Alain Bazot
Président de l'UFC-Que Choisir
Alors que l’inflation met sous tension le budget des ménages, Bruno Le Maire a annoncé en grande pompe ce mardi avoir obtenu de la Fédération bancaire française (FBF) l’instauration d’un « bouclier sur les frais bancaires ». Cet accord constitue pourtant un cautionnement de leurs pratiques de tarification outrancières, bien en deçà d’un plafonnement légal et global pour tous des frais d’incidents que l’UFC-Que Choisir appelle de ses vœux et qui est désormais soutenu par des parlementaires de tous bords.
Dans un contexte où la cherté des frais bancaires alimente la dégradation du pouvoir d’achat, les annonces du Ministre de l’Économie pourraient prêter à sourire… si les difficultés des ménages à boucler leurs fins de mois n’allaient pas en s’aggravant. Jugez vous-même.
L’engagement négocié par le Ministre avec la profession bancaire prévoit un gel des tarifs les plus courants (cotisation carte bancaire, frais d’incidents bancaires, etc.) dans le cadre d’une hausse globale des frais limitée à 2 % en 2023. Comment s’en satisfaire alors que cette annonce vient, en réalité, sanctuariser les marges exorbitantes (86 % en moyenne) qu’elle pratique sur les 13 millions de consommateurs dont le solde du compte tombe dans le rouge au moins une fois par an ? À titre illustratif, rappelons que les frais de rejet de prélèvement (refus de la banque d’honorer pour le client une facture d’électricité, par exemple) coûtent pas moins de 20 euros par opération, un montant 17 fois plus élevé qu’en Allemagne.

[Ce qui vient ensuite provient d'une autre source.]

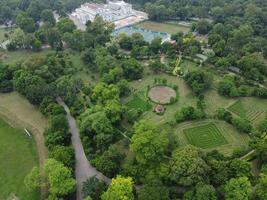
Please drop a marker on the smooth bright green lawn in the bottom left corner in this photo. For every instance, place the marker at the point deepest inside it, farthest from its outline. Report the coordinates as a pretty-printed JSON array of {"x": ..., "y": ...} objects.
[{"x": 18, "y": 156}]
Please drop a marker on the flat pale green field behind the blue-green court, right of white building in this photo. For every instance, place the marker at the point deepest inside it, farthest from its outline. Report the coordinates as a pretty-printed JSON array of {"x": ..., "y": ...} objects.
[{"x": 167, "y": 27}]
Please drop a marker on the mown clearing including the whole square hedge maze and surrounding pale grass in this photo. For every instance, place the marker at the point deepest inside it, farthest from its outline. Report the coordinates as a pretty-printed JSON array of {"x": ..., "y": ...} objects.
[{"x": 210, "y": 135}]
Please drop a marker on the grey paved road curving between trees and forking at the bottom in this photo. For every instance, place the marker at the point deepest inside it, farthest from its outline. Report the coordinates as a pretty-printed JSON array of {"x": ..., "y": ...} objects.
[{"x": 83, "y": 168}]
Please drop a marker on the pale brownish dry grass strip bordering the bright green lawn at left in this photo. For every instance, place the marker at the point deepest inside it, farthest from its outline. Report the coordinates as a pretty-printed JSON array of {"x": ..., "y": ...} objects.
[{"x": 16, "y": 110}]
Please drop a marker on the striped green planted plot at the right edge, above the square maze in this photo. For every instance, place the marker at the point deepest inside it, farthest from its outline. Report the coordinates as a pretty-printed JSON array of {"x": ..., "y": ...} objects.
[{"x": 254, "y": 109}]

Si cela n’était pas suffisant, le Ministre feint de se satisfaire d’annonces minimalistes à l’intention des plus fragiles. En effet, l’accord prévoit une baisse de 2 euros par mois des cotisations des 690 000 consommateurs équipés de l’offre spécifique dédiée à cette population, un montant très modeste en comparaison avec les 118 euros de frais d’incidents dont ils s’acquittent chaque année… et une obole quand on sait que les profits des cinq principaux groupes bancaires de l’Hexagone ont atteint plus de 30 milliards d’euros en 2021. En outre, cette négociation ne revient pas davantage sur l’inacceptable liberté laissée aux banques de définir de manière discrétionnaire les publics qu’elles jugent « fragiles » avec à la clé de nombreux clients qui se voient privés d’un plafonnement de leur frais.
L’accord négocié à Bercy a donc tout d’une mascarade. Face à l’urgence de la crise de l’inflation, je compte sur l’action déterminée des parlementaires pour faire entendre raison à l’exécutif. Alors qu’ils ont obtenu à l’occasion de la loi pouvoir d’achat la suppression des doublons de rejet de prélèvement qui grèvent indûment le budget des consommateurs de 400 millions d’euros par an, j’attends d’eux qu’ils maintiennent la pression. À cet égard, je ne peux que me réjouir qu’à l’Assemblée nationale et au Sénat, le plafonnement global des frais d’incidents bancaires pour tous, une mesure demandée de longue date par l’UFC-Que Choisir, soit désormais soutenu par des représentants de la majorité et des oppositions.